AKA: The Japan Connection
Directed by: James Becket
Starring: Thomas Ian Griffith, Mary Page Keller, Ken Howard, James Lew, and M.C. Gainey
Erica (Keller) is a reporter trying to get to the truth about an American selling secret aerospace/military aircraft schematics to Japanese rivals. For help, she goes to private investigator Jack Blaylock (Griffith), a man who speaks fluent Japanese, has an array of SpyTech-type devices, and knows martial arts. What are the true motivations of Malcolm Carter (Howard)? We won’t say what politician he looks like, but let’s just say he “shot someone in the face”.
When it turns out the Yakuza is involved, all hell breaks loose in the form of restrained fight sequences and plot twists and turns. Will Erica and Jack find the truth?
The tagline on the British VHS goes as follows: “You’ve Seen Seagal and Van Damme. Now...Meet the New Contender”. And, yes, in the heat of the early-to-mid 90’s action boom, various “new contenders” were trotted out: Jeff Speakman, Richard Norton, Gary Daniels, and now Thomas Ian Griffith. Some from that list are more successful than others. But the problem with Griffith, besides his odd hair, is that he has no personality (outside of his winning smile, of course). With such stiff competition back in the day, it must have proved impossible for Griffith to compete with the action names of the time with no hooks of his own. Nothing sets him apart.
It seems Ulterior Motives is an attempt to tone down the action elements and highlight the drama/thriller/romance/espionage themes. Reasonable people can argue whether this was successful, but usually muting the violence, action and stunts is NOT a good idea for the fans.
The movie has an odd, snoozy pace, and the characters could have used a bit more depth. The length and pacing issues should have been remedied by some snappy editing and better music. Or ANY music. Strangely, there is a lack of music in most scenes, and the music there is happens to be subtle and incidental. Some more driving themes would have, and should have been there to quicken the pace.

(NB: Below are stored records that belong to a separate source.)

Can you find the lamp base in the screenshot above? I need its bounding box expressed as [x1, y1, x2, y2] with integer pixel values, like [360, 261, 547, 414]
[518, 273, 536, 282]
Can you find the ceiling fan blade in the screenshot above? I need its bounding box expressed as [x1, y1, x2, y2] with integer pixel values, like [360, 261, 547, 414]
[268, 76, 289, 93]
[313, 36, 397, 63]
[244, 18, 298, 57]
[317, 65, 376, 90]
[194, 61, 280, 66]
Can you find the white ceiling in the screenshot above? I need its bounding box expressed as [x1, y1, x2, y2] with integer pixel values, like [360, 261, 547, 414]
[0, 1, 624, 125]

And there’s another problem. There is no big, main, evil baddie. Yes, there is an antagonist, but he’s a “secret”, so there’s no real tension regarding the hero, Blaylock, wanting to kill him. As we saw in China O’Brien (1990), lack of a sinister bad guy is hugely detrimental to the action movie formula.

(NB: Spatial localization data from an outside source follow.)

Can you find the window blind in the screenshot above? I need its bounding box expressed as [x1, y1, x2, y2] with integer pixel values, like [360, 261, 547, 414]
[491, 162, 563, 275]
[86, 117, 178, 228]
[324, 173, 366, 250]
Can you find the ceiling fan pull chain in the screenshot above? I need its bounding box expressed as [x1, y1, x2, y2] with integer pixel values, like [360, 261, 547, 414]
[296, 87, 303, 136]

We appreciate the attempt to be “different”, but it’s pointless to be different for different’s sake, especially if the outcome doesn’t deliver the goods. Ulterior Motives should have been a Showdown In Little Tokyo (1991), but instead it’s a Liberty and Bash (1989). We’re sorry if that analogy made no sense. Just see Showdown in Little Tokyo.
Ulterior Motives (a very telling title, really) needed more action and less jibber-jabber. For a much more satisfying T.I.G. (as we call him) vehicle, check out Excessive Force (1993).